O seu diálogo com a psicanálise kleiniana revela a dimensão terapêutica da sua criação, essa capacidade da arte de dar forma aos fantasmas mais arcaicos. A sua inserção no cinema australiano contemporâneo mostra como uma tradição artística pode renovar-se através da contribuição de sensibilidades novas. A sua estética da hibridização, finalmente, oferece ferramentas visuais para pensar a complexidade do mundo contemporâneo.
A arte de Del Kathryn Barton relembra-nos que a beleza nunca se reduz à harmonia clássica, que pode nascer da discórdia e da inquietação. As suas criaturas impossíveis falam-nos das nossas próprias mutações, das nossas próprias metamorfoses. Nestes tempos de incerteza, a sua obra traça caminhos para futuros improváveis mas necessários.
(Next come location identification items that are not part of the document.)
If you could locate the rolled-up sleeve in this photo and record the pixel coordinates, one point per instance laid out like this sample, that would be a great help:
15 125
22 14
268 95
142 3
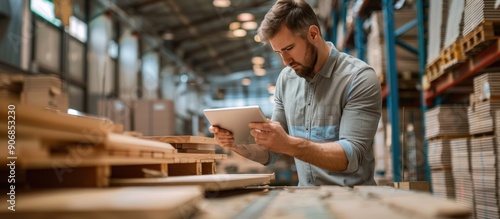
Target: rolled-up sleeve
360 117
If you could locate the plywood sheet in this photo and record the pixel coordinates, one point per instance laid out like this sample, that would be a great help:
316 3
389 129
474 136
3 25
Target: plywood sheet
214 182
143 202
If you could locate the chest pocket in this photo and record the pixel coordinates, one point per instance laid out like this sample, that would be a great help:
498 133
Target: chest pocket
326 123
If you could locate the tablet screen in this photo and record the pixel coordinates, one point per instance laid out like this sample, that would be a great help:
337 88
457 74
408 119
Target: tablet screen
236 119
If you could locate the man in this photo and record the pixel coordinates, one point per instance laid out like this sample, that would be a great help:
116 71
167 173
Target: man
328 104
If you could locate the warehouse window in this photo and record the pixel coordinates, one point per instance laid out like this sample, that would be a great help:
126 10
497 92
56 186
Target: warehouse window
77 29
45 9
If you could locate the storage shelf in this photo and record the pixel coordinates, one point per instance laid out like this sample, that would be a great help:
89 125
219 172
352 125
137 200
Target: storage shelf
470 67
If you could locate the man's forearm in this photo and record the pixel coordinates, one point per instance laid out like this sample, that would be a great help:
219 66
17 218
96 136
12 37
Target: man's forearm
329 155
252 152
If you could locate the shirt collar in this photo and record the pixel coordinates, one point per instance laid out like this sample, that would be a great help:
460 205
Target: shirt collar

- Segal, Hanna. “A contribuição de Mélanie Klein para a teoria e prática psicanalíticas”. As mulheres na história da psicanálise, O Espírito do tempo, 1999.
- Armstrong, Gillian. “Minha brilhante carreira” (My Brilliant Career), 1979. Filme emblemático do novo cinema australiano dirigido por uma mulher, adaptação do romance de Miles Franklin.